Polska wygrywa z Czechami 3:1 WYWIADY, RELACJA
Powiedzieli po meczu:
"Od samego początku staraliśmy się przejąć inicjatywę" - selekcjoner Adam Nawałka:
"Zrobiliśmy krok do przodu" - strzelec gola i autor dwóch asyst Arkadiusz Milik:
"Zagraliśmy tak jak sobie zaplanowaliśmy" - pomocnik Krzysztof Mączyński:
"Byliśmy niemal bezbłędni w defensywie" - obrońca Michał Pazdan:
"Gra w tej kadrze to przyjemność. Nawet kiedy jesteś zmiennikiem" - pomocnik Sławomir Peszko:
"Mecz był towarzyskim tylko z nazwy" - obrońca Kamil Glik:
"To był niezwykle udany rok dla reprezentacji" - selekcjoner Adam Nawałka:
RELACJA:
90' Koniec! Polska wygrywa z Czechami 3:1. Z każdym kolejnym meczem kochamy tę reprezentację jeszcze bardziej. Brawa za drugą połowę, Polacy po przestoju po prowadzeniu 2:0 po przerwie pokazali, że byli dziś lepszą drużyną.
88' Peszko szukał z lewej strony długiego słupka, ale tylko rzut rożny. Dośrodkowuje Mila - piąstkuje Cech.

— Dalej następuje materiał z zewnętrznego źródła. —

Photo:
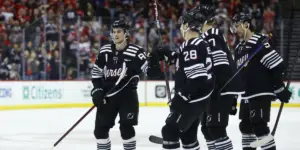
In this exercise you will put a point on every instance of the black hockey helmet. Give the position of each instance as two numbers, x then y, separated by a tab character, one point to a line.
194	18
240	18
120	24
207	10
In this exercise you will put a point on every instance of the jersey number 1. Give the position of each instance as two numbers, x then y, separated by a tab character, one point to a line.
188	55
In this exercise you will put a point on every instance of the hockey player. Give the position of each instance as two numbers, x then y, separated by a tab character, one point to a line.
262	77
193	87
222	103
124	99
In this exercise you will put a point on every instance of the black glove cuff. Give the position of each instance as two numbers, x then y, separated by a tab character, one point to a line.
96	90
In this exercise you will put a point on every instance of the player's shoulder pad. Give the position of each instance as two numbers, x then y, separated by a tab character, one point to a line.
257	38
213	32
132	50
105	49
195	42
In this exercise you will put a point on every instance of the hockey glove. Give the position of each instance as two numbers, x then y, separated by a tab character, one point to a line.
283	94
98	97
164	51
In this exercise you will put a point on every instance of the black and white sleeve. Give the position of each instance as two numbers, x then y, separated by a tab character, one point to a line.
197	65
97	70
272	61
223	64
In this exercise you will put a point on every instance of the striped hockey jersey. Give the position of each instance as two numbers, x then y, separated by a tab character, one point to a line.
262	75
224	66
108	67
193	79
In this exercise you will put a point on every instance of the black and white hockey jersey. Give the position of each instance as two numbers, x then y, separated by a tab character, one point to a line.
262	75
108	67
193	79
224	66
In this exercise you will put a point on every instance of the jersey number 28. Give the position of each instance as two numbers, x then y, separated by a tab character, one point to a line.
188	55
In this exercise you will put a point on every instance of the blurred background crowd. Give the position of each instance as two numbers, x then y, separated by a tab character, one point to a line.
59	39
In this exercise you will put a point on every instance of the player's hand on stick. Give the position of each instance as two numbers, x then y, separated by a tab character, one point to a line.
162	51
283	94
98	97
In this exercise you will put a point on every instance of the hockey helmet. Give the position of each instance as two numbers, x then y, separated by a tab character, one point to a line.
194	19
206	10
122	24
240	18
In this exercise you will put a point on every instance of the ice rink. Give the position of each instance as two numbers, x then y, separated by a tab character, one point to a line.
39	129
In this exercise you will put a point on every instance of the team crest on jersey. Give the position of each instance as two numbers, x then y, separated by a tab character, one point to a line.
242	60
112	72
115	58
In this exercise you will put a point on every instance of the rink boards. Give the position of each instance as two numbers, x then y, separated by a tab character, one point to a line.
67	94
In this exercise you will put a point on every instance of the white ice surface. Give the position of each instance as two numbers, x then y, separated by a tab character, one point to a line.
40	129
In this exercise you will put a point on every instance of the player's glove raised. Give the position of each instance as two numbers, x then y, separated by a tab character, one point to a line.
98	97
283	94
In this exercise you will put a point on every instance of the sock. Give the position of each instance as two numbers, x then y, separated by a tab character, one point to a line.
246	140
103	144
223	144
192	146
269	146
129	144
211	145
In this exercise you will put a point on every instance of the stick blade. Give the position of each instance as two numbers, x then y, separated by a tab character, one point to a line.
263	141
155	139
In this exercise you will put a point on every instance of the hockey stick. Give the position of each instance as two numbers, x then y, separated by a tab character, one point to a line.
270	137
123	73
159	140
164	62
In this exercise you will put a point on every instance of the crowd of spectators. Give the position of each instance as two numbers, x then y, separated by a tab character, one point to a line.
59	39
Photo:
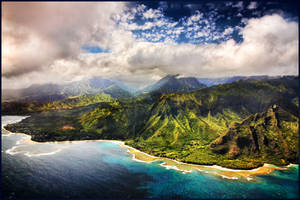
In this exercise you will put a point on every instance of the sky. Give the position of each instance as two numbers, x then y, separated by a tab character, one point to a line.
140	42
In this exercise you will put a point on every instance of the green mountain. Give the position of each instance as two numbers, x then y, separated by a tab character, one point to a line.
224	124
171	84
271	135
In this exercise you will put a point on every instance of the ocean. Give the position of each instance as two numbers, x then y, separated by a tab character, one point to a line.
101	169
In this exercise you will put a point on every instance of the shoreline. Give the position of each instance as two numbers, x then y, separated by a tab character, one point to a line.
168	163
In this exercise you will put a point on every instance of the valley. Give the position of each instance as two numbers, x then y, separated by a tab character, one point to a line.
239	125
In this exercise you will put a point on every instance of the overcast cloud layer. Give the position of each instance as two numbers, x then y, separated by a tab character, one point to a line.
43	42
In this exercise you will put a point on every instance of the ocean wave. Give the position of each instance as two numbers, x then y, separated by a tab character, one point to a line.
28	154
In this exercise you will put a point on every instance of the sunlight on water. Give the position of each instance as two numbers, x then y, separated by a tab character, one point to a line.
100	169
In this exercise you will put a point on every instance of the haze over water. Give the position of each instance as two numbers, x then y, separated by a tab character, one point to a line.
100	169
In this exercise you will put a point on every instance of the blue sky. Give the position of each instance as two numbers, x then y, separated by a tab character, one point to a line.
198	22
140	42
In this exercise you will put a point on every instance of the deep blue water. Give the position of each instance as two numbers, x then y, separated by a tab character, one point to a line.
105	170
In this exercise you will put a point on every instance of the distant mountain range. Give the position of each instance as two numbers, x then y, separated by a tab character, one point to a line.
171	84
223	80
116	89
242	124
54	92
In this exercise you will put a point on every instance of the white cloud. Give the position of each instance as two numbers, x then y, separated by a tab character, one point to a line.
152	13
252	5
228	31
270	46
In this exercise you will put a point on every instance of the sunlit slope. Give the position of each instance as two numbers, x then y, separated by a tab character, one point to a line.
190	126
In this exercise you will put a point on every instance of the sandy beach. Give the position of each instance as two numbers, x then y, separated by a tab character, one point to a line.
140	156
214	169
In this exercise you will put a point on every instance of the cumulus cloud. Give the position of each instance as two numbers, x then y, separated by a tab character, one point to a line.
36	34
252	5
39	50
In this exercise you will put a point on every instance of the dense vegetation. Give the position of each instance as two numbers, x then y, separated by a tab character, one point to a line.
11	108
233	125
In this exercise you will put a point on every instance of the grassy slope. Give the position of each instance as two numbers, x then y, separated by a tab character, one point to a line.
180	126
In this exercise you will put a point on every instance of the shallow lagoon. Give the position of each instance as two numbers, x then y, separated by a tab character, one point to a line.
100	169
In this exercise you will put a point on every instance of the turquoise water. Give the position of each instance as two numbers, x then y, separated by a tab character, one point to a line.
104	169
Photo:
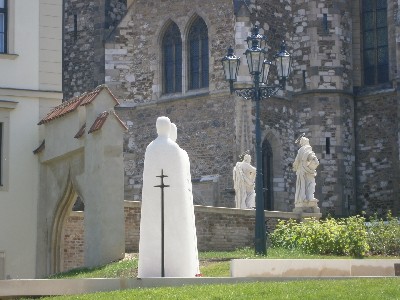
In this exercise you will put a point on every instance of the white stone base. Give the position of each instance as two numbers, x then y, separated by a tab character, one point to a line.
307	207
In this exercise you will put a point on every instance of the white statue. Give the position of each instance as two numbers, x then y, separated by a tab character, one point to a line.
305	166
180	241
244	175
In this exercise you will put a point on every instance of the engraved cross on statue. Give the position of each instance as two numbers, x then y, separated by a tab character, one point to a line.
162	186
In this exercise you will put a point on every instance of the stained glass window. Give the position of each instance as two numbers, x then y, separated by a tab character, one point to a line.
172	60
3	26
198	55
375	42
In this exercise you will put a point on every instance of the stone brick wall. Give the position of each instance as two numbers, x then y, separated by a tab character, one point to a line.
330	116
213	127
378	152
73	248
322	56
278	119
133	56
203	132
83	46
218	229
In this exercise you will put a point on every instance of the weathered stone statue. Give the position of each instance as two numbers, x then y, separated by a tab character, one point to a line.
244	175
180	241
305	166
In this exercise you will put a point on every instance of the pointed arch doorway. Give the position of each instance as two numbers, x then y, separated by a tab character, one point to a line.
267	169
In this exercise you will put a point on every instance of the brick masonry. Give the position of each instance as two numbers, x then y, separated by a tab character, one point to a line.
325	96
218	229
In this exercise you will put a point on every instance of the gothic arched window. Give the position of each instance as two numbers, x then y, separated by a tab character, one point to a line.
198	55
172	60
375	42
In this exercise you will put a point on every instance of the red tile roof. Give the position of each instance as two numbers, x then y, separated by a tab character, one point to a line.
101	119
72	104
98	123
80	132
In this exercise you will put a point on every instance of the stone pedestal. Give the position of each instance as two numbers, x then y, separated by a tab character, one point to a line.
307	207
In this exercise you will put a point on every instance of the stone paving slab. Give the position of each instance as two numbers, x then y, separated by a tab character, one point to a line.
313	267
10	289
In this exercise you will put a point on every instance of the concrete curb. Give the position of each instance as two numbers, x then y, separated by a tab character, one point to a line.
54	287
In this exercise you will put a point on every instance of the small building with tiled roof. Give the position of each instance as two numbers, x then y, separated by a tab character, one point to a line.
81	156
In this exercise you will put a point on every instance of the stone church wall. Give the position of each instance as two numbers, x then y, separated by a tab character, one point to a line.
378	167
327	118
86	25
203	131
326	57
218	229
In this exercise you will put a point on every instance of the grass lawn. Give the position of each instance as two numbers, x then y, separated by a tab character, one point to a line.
354	289
216	264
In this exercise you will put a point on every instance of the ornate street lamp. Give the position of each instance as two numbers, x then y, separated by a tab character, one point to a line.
259	69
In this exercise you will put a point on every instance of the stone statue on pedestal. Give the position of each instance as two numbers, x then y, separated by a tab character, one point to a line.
305	166
244	175
175	246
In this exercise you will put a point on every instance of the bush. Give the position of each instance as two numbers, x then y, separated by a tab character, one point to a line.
332	236
384	236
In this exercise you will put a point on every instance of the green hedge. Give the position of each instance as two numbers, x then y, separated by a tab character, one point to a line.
350	236
384	236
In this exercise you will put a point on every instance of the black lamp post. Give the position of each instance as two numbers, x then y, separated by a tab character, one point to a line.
259	70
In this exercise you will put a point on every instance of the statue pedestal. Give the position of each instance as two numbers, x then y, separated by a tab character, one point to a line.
310	206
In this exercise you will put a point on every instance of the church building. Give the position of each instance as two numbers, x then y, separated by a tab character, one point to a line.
164	58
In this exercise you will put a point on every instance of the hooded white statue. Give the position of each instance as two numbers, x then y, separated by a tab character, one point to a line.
305	166
180	241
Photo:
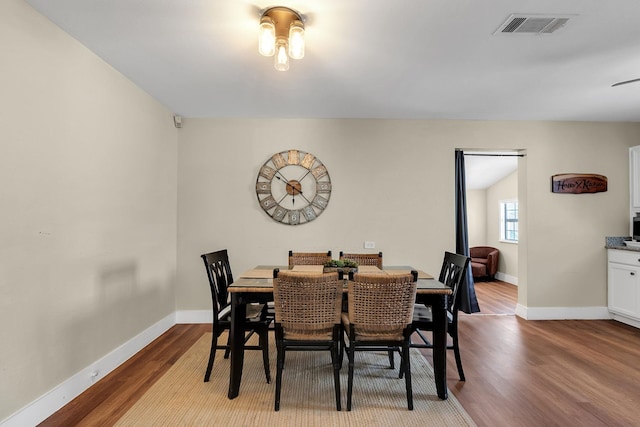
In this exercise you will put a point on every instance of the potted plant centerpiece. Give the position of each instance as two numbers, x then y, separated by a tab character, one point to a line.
337	264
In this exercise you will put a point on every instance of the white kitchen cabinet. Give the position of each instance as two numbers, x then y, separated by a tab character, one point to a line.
624	286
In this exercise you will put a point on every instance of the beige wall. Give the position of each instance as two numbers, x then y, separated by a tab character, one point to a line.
477	217
393	184
505	189
88	218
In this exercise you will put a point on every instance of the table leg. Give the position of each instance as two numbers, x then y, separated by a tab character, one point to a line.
440	345
238	314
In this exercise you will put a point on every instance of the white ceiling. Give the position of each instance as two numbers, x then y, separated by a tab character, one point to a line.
401	59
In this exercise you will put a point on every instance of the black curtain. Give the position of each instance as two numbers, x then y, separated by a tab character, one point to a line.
467	294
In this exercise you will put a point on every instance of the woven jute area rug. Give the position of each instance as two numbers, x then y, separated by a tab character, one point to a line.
181	398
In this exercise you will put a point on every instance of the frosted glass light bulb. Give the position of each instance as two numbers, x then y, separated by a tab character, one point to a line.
281	58
267	37
296	40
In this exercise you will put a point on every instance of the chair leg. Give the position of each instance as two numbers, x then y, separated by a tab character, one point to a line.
406	363
227	350
350	354
456	352
212	356
279	366
264	343
336	374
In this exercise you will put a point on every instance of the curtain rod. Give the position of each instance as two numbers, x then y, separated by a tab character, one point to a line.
493	155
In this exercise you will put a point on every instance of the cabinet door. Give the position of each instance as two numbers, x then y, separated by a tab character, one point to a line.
624	285
634	177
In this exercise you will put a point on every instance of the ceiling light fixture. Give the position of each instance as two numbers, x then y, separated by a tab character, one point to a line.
281	35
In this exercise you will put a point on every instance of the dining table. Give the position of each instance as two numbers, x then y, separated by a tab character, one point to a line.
256	286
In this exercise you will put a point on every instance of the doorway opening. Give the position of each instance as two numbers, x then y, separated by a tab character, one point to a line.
492	201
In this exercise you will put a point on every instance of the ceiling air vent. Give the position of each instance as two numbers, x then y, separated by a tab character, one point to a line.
532	24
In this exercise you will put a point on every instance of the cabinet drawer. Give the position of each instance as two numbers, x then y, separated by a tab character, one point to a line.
624	257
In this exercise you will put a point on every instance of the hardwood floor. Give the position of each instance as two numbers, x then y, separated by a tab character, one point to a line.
519	373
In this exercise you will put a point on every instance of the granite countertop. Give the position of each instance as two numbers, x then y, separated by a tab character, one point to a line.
618	243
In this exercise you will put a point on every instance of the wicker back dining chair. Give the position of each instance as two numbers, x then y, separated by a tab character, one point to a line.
308	258
363	259
379	318
256	321
452	274
307	318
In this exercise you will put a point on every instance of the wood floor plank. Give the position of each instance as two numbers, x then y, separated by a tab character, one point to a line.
519	373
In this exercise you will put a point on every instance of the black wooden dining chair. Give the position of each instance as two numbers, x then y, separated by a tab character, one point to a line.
452	274
308	258
308	308
257	321
379	319
363	259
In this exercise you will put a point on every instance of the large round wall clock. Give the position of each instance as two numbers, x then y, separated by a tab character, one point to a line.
293	187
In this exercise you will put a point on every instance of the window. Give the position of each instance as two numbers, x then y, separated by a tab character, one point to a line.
509	221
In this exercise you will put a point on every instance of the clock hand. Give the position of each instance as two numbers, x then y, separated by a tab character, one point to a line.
285	180
303	176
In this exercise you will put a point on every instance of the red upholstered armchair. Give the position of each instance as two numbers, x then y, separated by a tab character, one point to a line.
484	261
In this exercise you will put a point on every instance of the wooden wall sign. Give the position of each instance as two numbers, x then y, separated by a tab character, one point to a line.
578	183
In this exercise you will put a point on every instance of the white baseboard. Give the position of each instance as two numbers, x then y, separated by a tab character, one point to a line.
44	406
194	316
624	319
507	278
562	313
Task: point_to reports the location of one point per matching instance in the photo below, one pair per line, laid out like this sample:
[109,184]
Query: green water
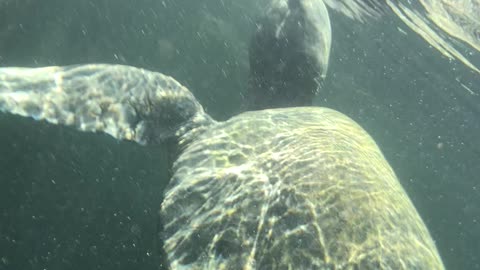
[85,201]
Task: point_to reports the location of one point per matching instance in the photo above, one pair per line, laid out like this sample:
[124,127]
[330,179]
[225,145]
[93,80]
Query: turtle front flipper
[125,102]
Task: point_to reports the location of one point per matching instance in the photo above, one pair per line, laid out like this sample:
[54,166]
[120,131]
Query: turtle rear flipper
[125,102]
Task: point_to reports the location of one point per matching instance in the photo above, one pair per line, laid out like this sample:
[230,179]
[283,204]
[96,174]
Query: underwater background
[72,200]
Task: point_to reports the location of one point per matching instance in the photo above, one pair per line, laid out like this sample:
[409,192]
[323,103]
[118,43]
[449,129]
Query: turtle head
[289,54]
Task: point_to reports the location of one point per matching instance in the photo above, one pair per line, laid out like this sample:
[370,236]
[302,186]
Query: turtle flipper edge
[125,102]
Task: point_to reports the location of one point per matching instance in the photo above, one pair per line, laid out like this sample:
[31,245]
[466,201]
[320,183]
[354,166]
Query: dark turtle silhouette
[284,188]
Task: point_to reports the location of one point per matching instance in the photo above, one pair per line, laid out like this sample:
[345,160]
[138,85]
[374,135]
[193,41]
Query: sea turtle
[284,188]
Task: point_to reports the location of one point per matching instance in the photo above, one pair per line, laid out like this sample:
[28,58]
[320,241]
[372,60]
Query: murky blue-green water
[86,201]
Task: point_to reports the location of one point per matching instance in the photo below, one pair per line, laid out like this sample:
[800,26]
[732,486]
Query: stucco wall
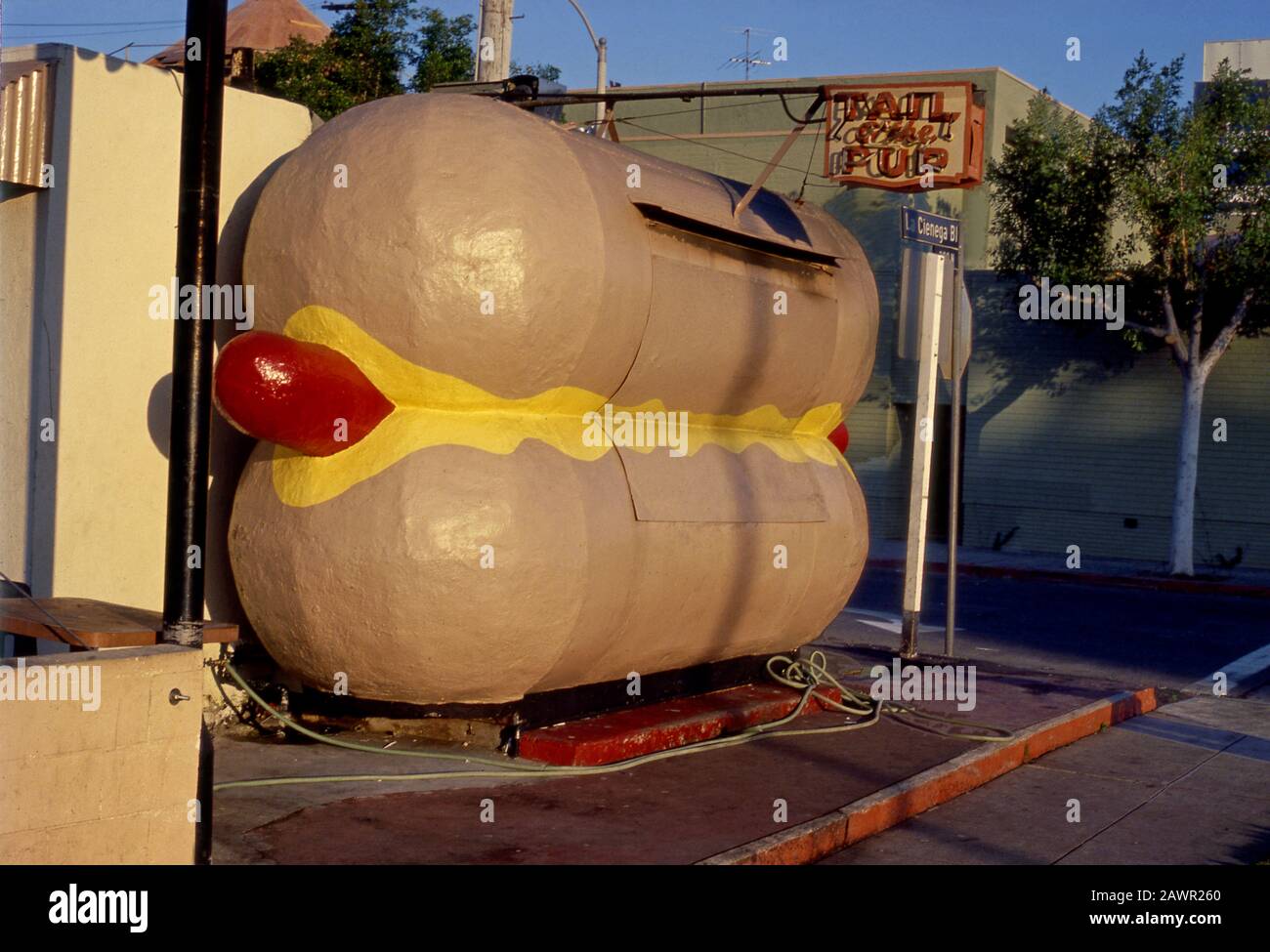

85' "Jeszcze jeden, jeszcze jeden" niesie się z trybun, po tym jak biało-czerwoni mają rzut wolny z lewej strony pola karnego, blisko szesnastki. Faulowany był Sławomir Peszko. Polacy zagrali stały fragment gry kombinacyjnie. Mila leciutko po ziemi do Peszki, ten uderzył piłkę próbował jeszcze przeciąć Sobiech, ale że mu się to nie udało, to nie było. Samo rozegranie jednak na plus.
82' Zmiana goni zmianę, wszystkie potwierdzone na dole w składach.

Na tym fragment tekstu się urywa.